In a March 12th filing, RTG continues to oppose the proposed sale of spectrum from Leap Wireless to Verizon Wireless. Verizon and Leap fail to adequately refute the adverse impact on competition and the public interest that would result from Verizon acquiring AWS and PCS licenses throughout the country from Leap and Savary. Whatever limited public interest benefits that might occur as a result of the proposed transactions are strongly outweighed by the many public interest harms that will result should the deals proceed.

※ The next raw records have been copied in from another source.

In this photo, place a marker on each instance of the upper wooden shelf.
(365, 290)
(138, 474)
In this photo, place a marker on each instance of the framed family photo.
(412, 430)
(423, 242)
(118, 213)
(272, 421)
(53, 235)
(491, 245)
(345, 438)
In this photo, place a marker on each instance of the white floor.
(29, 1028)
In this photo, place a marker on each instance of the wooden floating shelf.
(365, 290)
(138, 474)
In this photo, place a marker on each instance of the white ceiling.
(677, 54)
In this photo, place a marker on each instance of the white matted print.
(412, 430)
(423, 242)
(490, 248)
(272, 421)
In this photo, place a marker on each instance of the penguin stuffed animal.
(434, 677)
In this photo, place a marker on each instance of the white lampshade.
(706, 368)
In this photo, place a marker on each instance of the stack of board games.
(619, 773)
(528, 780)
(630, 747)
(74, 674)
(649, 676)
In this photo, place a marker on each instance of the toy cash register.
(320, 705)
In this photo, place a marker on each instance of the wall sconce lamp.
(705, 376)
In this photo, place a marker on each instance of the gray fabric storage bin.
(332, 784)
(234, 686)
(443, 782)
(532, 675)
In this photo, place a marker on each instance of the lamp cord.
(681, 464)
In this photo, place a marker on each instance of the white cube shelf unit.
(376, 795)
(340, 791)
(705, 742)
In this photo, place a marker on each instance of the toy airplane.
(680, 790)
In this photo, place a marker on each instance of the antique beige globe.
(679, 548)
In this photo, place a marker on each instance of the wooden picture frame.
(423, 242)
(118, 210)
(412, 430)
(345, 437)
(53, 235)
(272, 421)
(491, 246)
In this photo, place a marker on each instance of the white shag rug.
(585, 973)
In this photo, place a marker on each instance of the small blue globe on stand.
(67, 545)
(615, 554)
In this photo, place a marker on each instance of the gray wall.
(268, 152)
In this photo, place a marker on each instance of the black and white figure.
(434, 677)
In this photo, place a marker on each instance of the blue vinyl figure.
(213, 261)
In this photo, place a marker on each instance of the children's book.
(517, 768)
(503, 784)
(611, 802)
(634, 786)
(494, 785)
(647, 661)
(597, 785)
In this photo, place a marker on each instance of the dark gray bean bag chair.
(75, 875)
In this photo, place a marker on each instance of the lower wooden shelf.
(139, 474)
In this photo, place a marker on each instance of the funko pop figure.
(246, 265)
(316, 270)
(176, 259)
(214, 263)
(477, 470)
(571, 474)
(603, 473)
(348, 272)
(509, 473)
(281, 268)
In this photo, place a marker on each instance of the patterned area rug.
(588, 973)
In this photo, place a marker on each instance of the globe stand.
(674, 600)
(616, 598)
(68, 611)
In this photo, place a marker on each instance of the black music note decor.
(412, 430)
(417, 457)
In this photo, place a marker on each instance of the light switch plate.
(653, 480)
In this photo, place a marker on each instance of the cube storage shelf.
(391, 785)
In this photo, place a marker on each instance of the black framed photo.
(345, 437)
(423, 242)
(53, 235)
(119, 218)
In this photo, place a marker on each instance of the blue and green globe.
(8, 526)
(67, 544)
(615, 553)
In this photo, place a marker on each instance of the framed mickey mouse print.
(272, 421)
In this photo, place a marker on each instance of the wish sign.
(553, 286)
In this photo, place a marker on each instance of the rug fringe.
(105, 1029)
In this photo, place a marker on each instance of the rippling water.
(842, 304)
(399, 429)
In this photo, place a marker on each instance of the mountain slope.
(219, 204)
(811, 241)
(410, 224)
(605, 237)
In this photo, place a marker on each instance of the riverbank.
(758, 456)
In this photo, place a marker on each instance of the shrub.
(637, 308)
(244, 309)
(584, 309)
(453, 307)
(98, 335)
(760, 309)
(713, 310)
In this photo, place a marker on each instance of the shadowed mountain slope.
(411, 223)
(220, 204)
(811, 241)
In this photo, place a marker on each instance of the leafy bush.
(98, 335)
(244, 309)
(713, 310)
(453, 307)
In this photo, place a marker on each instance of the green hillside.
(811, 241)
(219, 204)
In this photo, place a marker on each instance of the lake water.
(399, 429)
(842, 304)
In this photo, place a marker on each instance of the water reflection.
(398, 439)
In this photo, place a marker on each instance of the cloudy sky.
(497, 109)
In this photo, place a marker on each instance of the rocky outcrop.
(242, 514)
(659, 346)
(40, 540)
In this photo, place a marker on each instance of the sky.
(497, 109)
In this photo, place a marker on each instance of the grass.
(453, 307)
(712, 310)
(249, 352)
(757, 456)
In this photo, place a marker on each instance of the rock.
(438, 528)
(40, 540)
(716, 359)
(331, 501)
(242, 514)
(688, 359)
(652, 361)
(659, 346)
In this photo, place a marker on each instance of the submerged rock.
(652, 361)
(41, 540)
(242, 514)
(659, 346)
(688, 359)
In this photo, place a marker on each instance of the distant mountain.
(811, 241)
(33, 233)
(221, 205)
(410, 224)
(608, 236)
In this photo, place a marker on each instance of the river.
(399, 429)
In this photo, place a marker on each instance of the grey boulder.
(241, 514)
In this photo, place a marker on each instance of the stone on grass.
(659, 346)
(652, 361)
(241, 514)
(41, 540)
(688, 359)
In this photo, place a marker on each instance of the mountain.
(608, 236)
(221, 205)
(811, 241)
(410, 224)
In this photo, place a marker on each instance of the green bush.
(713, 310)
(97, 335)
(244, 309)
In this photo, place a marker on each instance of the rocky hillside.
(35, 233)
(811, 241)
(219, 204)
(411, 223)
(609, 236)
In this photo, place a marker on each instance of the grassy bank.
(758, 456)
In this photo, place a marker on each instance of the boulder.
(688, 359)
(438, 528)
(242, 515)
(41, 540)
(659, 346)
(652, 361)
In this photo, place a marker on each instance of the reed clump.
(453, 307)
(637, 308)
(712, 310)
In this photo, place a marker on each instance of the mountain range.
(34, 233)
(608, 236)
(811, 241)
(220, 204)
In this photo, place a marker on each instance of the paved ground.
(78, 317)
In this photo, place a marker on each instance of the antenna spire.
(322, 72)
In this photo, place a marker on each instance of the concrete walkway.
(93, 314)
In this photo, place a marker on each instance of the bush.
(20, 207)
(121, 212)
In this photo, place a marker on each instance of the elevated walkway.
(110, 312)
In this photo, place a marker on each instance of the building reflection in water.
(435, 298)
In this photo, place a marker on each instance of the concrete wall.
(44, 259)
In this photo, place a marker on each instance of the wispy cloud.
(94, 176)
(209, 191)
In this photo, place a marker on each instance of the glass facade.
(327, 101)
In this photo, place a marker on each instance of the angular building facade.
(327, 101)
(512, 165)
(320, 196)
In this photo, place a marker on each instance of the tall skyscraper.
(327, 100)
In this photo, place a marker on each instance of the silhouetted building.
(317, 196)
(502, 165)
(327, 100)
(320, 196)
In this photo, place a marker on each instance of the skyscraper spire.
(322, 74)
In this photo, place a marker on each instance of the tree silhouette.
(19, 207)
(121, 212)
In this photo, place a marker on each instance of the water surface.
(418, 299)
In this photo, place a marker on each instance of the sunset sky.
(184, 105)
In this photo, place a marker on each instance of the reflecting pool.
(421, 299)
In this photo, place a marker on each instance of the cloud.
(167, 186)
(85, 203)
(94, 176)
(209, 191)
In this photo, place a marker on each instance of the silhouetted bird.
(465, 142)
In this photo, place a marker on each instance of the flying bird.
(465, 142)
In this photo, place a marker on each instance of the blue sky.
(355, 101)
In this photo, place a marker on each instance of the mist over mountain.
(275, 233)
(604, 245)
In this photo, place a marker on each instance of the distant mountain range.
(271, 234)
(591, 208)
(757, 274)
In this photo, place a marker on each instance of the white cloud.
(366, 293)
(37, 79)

Approval of the applications will allow Verizon to exert substantially increased market power and use such power to prevent small and rural carriers from being able to realistically compete with Verizon, especially in those markets where Leap is selling all of its spectrum holdings. Leap’s downsizing and retreat from certain markets combined with Verizon’s acquisition of more spectrum further increases the harms to competition posed by the duopoly of Verizon and AT&T. The FCC must investigate thoroughly these competitive harms and do so in parallel with the contemporaneously proposed spectrum sales from SpectrumCo and Cox Communications (i.e., the cable companies) to Verizon. This heightened review should be performed based on a spectrum screen that has been adjusted downward.
In order to maintain a competitive marketplace on a forward-moving basis, the FCC should begin a rulemaking proceeding that imposes a spectrum aggregation limit for all CMRS licensees.